J’exprimai néanmoins tous mes regrets de ce que sa bonté et son désintéressement avaient eu un si triste résultat.

«  Ne nous plaignons pas, dame Durden, répondit-il avec enjouement. Éva est plus heureuse qu’autrefois, et c’est beaucoup. J’avais espéré, il est vrai, devenir l’ami de ces deux jeunes gens, et conserver leur affection en dépit de cette influence maudite ; mais c’était trop demander ; l’ombre de la chancellerie a pesé de trop bonne heure sur le berceau de Richard.

— L’expérience ne lui apprendra-t-elle pas à reconnaître son erreur ?

— Désirons-le, chère fille, et surtout espérons qu’il ne sera pas trop tard ; dans tous les cas, ne soyons point trop sévères. Et comment s’étonnerait-on de ce qui arrive ? Un jeune homme, un enfant, ne peut pas supposer de pareils torts à la justice ; personne ne voudrait le croire, poursuivit mon tuteur à demi-voix et comme se parlant à lui-même ; il cherche avec ardeur à s’occuper de ses intérêts, à terminer ses affaires ; la cour le traîne de session en session, le désappointe, l’irrite, le torture, finit par user fil à fil son espoir et sa patience ; il n’en désire que plus passionnément d’arriver à son but ; et, ne rencontrant que l’abîme, l’infortuné se croit trahi de tous ceux qu’il a connus. Mais assez sur ce chapitre, et parlons d’autre chose. »

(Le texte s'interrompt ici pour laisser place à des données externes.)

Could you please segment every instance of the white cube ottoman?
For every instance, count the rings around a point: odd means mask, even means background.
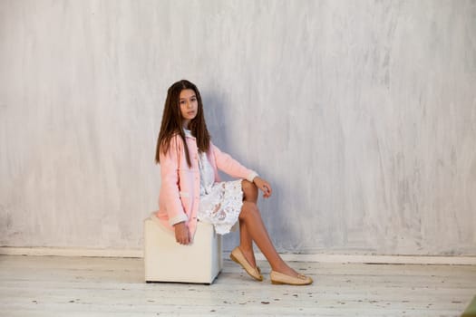
[[[155,214],[144,220],[146,282],[211,284],[222,268],[221,235],[212,225],[199,222],[193,243],[181,245]]]

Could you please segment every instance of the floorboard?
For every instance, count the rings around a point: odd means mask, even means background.
[[[2,316],[460,316],[474,265],[295,262],[310,286],[262,283],[224,261],[212,285],[145,283],[141,258],[0,256]]]

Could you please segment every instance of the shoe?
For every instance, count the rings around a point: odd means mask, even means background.
[[[274,284],[308,285],[313,283],[313,279],[309,276],[298,274],[297,277],[294,277],[275,271],[271,271],[269,277]]]
[[[253,277],[255,280],[263,281],[263,275],[261,275],[261,270],[259,270],[259,267],[251,266],[249,262],[248,262],[247,258],[241,252],[239,246],[237,246],[235,249],[233,249],[233,251],[231,251],[229,257],[240,264],[245,269],[245,271],[247,271],[249,276]]]

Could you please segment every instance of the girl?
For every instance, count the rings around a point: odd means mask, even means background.
[[[257,207],[257,190],[271,196],[271,186],[211,141],[197,87],[182,80],[169,88],[157,140],[161,187],[157,216],[175,232],[180,245],[193,240],[197,221],[210,223],[218,234],[239,222],[240,243],[230,255],[247,273],[263,280],[253,241],[271,265],[273,283],[305,285],[313,281],[289,267],[276,251]],[[239,178],[220,182],[218,169]]]

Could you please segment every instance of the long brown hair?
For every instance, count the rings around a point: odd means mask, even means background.
[[[175,134],[179,134],[185,145],[185,156],[187,158],[187,164],[191,168],[190,155],[189,154],[189,148],[185,142],[185,132],[182,128],[183,118],[180,112],[180,106],[179,99],[180,91],[185,89],[191,89],[195,91],[199,107],[197,115],[189,123],[189,129],[191,134],[197,139],[197,147],[199,151],[206,152],[209,148],[210,136],[207,130],[205,123],[205,117],[203,115],[203,104],[201,102],[200,92],[197,86],[187,80],[181,80],[172,84],[167,91],[167,99],[165,100],[165,106],[163,108],[162,123],[160,125],[160,132],[157,139],[157,148],[155,150],[155,163],[160,162],[160,151],[167,154],[170,149],[170,140]]]

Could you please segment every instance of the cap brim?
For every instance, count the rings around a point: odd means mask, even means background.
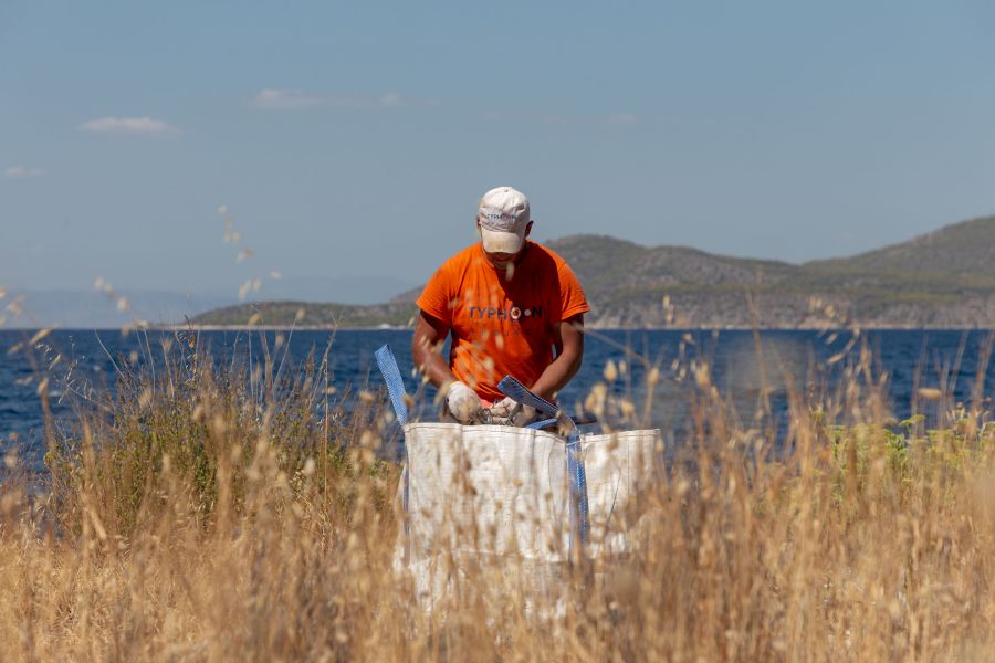
[[[517,253],[525,241],[525,233],[519,235],[514,232],[499,232],[481,228],[480,240],[488,253]]]

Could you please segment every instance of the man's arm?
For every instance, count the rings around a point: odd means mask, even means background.
[[[446,323],[422,311],[411,338],[411,357],[418,370],[438,389],[455,380],[441,352],[447,336],[449,327]]]
[[[563,389],[580,369],[584,359],[584,314],[575,315],[553,326],[556,359],[546,367],[532,390],[547,399]]]

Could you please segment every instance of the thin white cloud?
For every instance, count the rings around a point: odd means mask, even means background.
[[[117,134],[128,136],[169,136],[179,129],[161,119],[151,117],[98,117],[80,125],[88,134]]]
[[[266,88],[252,97],[252,105],[265,110],[297,110],[315,106],[337,108],[396,108],[399,106],[430,106],[438,102],[411,99],[396,92],[380,96],[366,94],[315,94],[304,90]]]
[[[3,177],[13,179],[27,179],[30,177],[41,177],[45,173],[41,168],[28,168],[27,166],[11,166],[3,171]]]

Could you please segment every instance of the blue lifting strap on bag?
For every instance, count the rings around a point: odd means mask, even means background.
[[[398,423],[404,427],[408,423],[408,406],[405,402],[407,396],[405,392],[405,381],[401,377],[400,369],[397,366],[397,359],[394,357],[394,352],[390,350],[389,345],[384,345],[377,349],[374,356],[376,357],[377,367],[380,369],[380,375],[384,376],[384,382],[387,385],[387,393],[390,396],[394,413],[397,417]],[[587,480],[584,473],[584,460],[580,456],[580,432],[577,430],[577,425],[573,419],[566,417],[563,411],[549,401],[533,393],[527,387],[513,377],[505,376],[504,379],[501,380],[501,383],[498,385],[498,389],[515,402],[535,408],[537,411],[549,418],[530,424],[526,428],[540,429],[555,423],[562,423],[568,429],[568,434],[566,436],[566,464],[567,476],[570,480],[570,523],[574,532],[574,536],[570,537],[570,548],[573,551],[575,540],[578,545],[583,546],[587,541],[588,530],[590,529],[587,504]],[[400,444],[404,444],[402,440],[404,436],[401,436]],[[404,451],[404,446],[401,446],[401,451]],[[401,477],[401,481],[404,481],[402,506],[405,514],[407,514],[409,477],[406,452],[404,453],[404,457],[405,473]],[[405,520],[406,537],[408,533],[408,522]],[[408,558],[407,550],[405,558]]]
[[[408,451],[405,446],[405,435],[404,435],[404,427],[408,423],[408,404],[405,402],[407,398],[407,392],[405,392],[405,379],[400,375],[400,369],[397,367],[397,359],[394,357],[394,352],[390,350],[389,345],[384,345],[378,348],[376,352],[374,352],[374,357],[377,360],[377,368],[380,369],[380,375],[384,376],[384,382],[387,383],[387,393],[390,394],[390,404],[394,406],[394,414],[397,417],[397,422],[401,425],[401,435],[398,439],[398,455],[404,457],[405,460],[405,471],[401,475],[401,482],[404,482],[404,493],[401,494],[401,507],[405,509],[405,515],[408,514],[408,491],[410,490],[410,481],[408,477]],[[410,537],[410,529],[407,517],[405,518],[405,540],[408,540]],[[410,550],[408,545],[405,545],[405,561],[407,562],[410,557]]]
[[[580,431],[577,423],[567,417],[563,410],[533,393],[525,385],[511,376],[504,378],[498,385],[499,391],[511,398],[516,403],[534,408],[549,419],[536,422],[527,428],[545,428],[553,423],[559,423],[567,429],[566,462],[567,476],[570,477],[570,522],[579,544],[587,543],[587,533],[590,529],[587,505],[587,477],[584,473],[584,459],[580,456]],[[573,546],[573,538],[570,545]]]

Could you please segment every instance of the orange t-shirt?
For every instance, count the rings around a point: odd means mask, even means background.
[[[449,367],[489,401],[501,400],[506,375],[532,387],[553,362],[553,325],[590,311],[580,282],[562,257],[535,242],[512,278],[488,262],[480,242],[432,275],[416,302],[449,326]]]

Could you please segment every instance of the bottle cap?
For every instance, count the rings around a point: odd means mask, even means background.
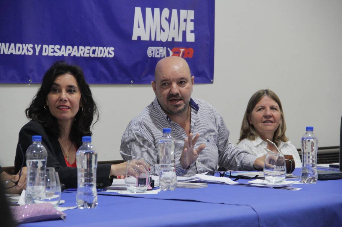
[[[32,136],[32,142],[40,142],[41,141],[41,136]]]
[[[91,142],[91,136],[82,137],[82,142]]]
[[[163,133],[171,133],[171,129],[170,128],[163,128]]]

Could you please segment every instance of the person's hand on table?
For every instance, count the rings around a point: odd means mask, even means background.
[[[129,174],[135,176],[136,173],[136,169],[137,169],[142,172],[145,172],[146,169],[149,169],[149,166],[145,162],[142,161],[140,160],[134,160],[134,162],[130,162],[127,166],[127,162],[112,165],[110,167],[110,176],[119,176],[120,178],[123,178],[123,176],[126,172],[127,168]]]
[[[265,158],[266,155],[263,155],[255,159],[253,164],[253,167],[257,170],[262,171],[264,170],[264,164],[265,163]]]
[[[199,134],[198,133],[193,138],[193,134],[190,133],[189,135],[189,138],[186,138],[184,141],[183,151],[181,155],[180,161],[181,166],[184,169],[187,169],[196,161],[198,155],[206,147],[206,145],[202,143],[198,146],[197,149],[194,150],[195,145],[199,137]]]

M. Jarndyce avait passé son bras autour de moi pour me soutenir ; sa tendresse m’était si précieuse que je posai ma tête sur son épaule comme s’il avait été mon père ; et, pendant les quelques instants de silence qui succédèrent à ses paroles, je pris la résolution d’aller trouver Richard dès que j’en aurais la force, afin d’essayer de le rappeler à lui-même.

«  Nous avons bien d’autres sujets à traiter, reprit mon tuteur, et surtout plus en harmonie avec l’heureux jour où ma chère fille nous est rendue. J’ai d’abord à m’acquitter d’une commission fort pressée : quand Éva pourra-t-elle vous voir ? »

Je m’étais déjà fait cette question en pensant à la disparition des glaces ; pourtant je connaissais trop bien l’amitié de ma chérie pour craindre qu’elle fût diminuée par l’altération de mon visage.

«  Tuteur, répliquai-je, il y a si longtemps qu’elle ne m’a vue… et pourtant je sens bien qu’elle m’est aussi précieuse que la lumière.

— Je le sais, dame Durden, je le sais. »

La pression de sa main exprima tant d’affectueuse bonté, sa voix avait quelque chose de si consolant et de si doux, que je fus quelques minutes sans retrouver la parole.

«  Vous êtes fatiguée, me dit-il ; reposez-vous un peu.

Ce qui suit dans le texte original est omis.